You will find that a quite large proportion of both local and imported beers dont use hops in the form of pellets or flowers. You can do an experiment if you like... stick your glass of beer out in the sun for a while. If it gets light struck, then it was made with pellets or flowers. If it doesn't, then it was made with a hop extract which usually (depending on the variety) don't suffer from light strike.

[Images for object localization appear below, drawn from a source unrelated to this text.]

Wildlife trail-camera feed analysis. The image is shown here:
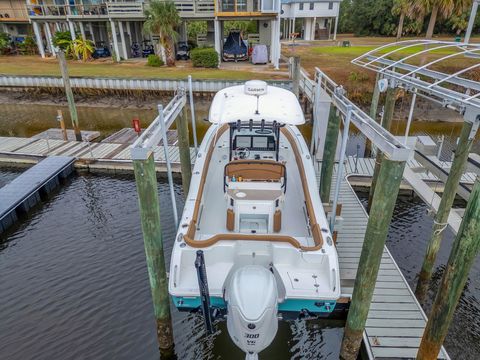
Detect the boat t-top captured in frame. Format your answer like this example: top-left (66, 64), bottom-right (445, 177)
top-left (169, 80), bottom-right (340, 359)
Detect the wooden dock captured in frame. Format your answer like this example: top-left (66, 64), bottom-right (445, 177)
top-left (320, 165), bottom-right (450, 359)
top-left (0, 156), bottom-right (75, 233)
top-left (0, 136), bottom-right (195, 173)
top-left (32, 129), bottom-right (100, 141)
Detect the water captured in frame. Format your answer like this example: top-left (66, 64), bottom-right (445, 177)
top-left (0, 173), bottom-right (343, 360)
top-left (1, 102), bottom-right (480, 358)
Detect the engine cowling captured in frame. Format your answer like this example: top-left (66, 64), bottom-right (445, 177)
top-left (226, 265), bottom-right (278, 359)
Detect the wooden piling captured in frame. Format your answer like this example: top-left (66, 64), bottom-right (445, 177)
top-left (340, 155), bottom-right (406, 360)
top-left (291, 56), bottom-right (300, 98)
top-left (417, 177), bottom-right (480, 360)
top-left (133, 153), bottom-right (174, 351)
top-left (176, 107), bottom-right (192, 196)
top-left (364, 73), bottom-right (381, 157)
top-left (57, 50), bottom-right (82, 141)
top-left (415, 120), bottom-right (477, 304)
top-left (319, 106), bottom-right (341, 203)
top-left (367, 86), bottom-right (397, 213)
top-left (57, 110), bottom-right (68, 141)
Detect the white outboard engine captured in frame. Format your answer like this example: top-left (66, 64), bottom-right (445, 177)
top-left (226, 265), bottom-right (278, 360)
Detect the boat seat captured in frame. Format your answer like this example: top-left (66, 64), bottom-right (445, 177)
top-left (224, 160), bottom-right (286, 191)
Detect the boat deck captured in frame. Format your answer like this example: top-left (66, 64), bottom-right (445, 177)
top-left (320, 163), bottom-right (450, 359)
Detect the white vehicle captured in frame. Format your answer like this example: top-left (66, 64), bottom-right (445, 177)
top-left (168, 80), bottom-right (340, 360)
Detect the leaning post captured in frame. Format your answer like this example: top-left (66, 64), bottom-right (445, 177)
top-left (57, 50), bottom-right (82, 141)
top-left (364, 73), bottom-right (381, 157)
top-left (415, 117), bottom-right (479, 304)
top-left (133, 152), bottom-right (174, 352)
top-left (367, 85), bottom-right (397, 213)
top-left (291, 56), bottom-right (301, 98)
top-left (340, 155), bottom-right (406, 359)
top-left (176, 105), bottom-right (192, 196)
top-left (319, 105), bottom-right (341, 203)
top-left (417, 177), bottom-right (480, 360)
top-left (56, 110), bottom-right (68, 141)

The extract can be especially handy if you stuff up the bitterness of your batch, just add some more to the fermentor till it tastes right... wonderful stuff. Hardly ever use it, but I'm glad its there.

Thirsty


----------



## simpletotoro (12/8/07)

adebrew said:


> my mate was wanting me to have a go at brewing a carlton draught ( i know, i know) clone for his cricket club, what would be a good kit & kilo method for this??

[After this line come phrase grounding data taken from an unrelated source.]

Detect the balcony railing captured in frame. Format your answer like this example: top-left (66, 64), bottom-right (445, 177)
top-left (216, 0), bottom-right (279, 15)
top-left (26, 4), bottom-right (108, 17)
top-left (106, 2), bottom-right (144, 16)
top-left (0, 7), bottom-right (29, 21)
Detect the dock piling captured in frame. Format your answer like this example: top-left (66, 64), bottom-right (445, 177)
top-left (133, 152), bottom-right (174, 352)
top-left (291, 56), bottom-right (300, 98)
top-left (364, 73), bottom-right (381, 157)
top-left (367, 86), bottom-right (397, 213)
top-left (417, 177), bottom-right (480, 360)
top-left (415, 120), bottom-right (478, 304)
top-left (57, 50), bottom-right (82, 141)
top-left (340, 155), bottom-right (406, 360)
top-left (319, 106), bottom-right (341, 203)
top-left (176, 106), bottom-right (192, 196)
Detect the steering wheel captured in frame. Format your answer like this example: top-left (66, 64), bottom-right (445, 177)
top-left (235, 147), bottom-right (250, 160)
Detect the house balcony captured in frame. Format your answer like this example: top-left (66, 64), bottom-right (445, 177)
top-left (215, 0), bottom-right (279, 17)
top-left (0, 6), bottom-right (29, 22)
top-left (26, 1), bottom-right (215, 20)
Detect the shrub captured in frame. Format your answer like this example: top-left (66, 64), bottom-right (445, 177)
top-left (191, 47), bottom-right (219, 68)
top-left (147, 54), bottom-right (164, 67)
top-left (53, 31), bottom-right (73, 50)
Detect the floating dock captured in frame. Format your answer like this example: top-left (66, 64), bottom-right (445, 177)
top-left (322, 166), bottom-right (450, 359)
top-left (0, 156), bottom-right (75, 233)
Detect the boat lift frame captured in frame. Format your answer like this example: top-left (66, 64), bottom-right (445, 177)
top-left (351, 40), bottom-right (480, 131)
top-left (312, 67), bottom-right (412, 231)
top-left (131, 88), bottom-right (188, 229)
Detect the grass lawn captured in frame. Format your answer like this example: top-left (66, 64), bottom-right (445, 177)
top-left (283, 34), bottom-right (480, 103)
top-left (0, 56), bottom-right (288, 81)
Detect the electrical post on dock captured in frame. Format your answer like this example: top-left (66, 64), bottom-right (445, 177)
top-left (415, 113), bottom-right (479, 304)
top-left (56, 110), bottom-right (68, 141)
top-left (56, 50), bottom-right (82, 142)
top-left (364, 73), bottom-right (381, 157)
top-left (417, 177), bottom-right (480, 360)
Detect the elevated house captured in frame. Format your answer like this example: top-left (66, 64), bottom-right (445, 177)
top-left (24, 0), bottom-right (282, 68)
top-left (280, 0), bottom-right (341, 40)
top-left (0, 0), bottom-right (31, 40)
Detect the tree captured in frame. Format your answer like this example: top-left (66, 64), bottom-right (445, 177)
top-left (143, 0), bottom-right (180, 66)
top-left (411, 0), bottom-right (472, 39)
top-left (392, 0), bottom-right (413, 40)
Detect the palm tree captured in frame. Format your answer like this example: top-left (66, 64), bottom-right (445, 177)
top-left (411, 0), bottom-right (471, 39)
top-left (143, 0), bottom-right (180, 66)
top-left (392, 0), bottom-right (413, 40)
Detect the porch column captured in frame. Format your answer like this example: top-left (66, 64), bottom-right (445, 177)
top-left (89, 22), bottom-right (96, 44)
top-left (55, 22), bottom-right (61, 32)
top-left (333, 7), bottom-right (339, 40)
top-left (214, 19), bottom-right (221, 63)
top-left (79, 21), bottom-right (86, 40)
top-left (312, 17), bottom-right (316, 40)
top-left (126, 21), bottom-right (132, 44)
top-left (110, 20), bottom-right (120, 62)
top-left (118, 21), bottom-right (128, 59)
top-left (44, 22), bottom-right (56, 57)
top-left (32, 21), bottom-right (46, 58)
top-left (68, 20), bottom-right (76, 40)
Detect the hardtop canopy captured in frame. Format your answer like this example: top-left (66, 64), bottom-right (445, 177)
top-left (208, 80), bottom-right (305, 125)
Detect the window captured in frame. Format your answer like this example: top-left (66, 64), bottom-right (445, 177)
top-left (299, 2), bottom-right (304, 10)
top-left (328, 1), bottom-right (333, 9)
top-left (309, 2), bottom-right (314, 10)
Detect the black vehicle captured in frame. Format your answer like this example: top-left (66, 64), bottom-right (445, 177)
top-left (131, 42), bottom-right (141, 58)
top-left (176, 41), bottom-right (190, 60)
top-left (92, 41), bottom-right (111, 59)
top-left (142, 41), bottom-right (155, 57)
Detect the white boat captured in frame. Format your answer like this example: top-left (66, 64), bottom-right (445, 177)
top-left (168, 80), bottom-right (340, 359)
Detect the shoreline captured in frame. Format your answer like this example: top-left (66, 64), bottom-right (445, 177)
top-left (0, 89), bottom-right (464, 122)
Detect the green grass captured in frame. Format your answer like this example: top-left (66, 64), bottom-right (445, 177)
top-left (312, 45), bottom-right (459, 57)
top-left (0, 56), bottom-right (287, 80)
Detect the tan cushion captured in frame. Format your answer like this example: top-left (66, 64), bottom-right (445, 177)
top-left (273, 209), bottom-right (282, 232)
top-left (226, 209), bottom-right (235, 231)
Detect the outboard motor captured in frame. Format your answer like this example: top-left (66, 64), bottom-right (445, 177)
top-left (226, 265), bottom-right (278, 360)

could try this, if you like ...i agree its not going to be "carlton draught "...actually it'll be heaps better...

1 x tin of goo ...say coopers draught or xxxx draught
400g LDM
600 g dextrose

10-15g cluster @ 10 mins
10 g cluster @ 1 min or flame out 

specialty grains [use say 4-5 litres of water if you can ,so you can disslove all your fermentables in this liquid later]
100-150 g carapils [steeped 75/c or so for 1/2 hour then strained and boiled ]
200 g crsytal [steeped 75/c or so for 1/2 hour then strained and boiled ]

boil resulting liquid for 15 mins minimum ...then add 250 g ldm bring back to boil...turn down heat ,till rolling boil ...add first hops addition ...then when ready add second hops addition & toss in remaining fermentables and tin of goo and replace lid....cool wort at end in water or ice bath with lid left on pot to keep away any nasties ...top up to 20-23 litres mark in fermenter and pitch with us-56 at 18 /c or so degrees ...ferment out at 18 /c ...

try it its really quite drinkable..
cheers simpletotoro


----------



## adebrew (22/8/07)

Thanks all, will prob try a Homebrand or similar


----------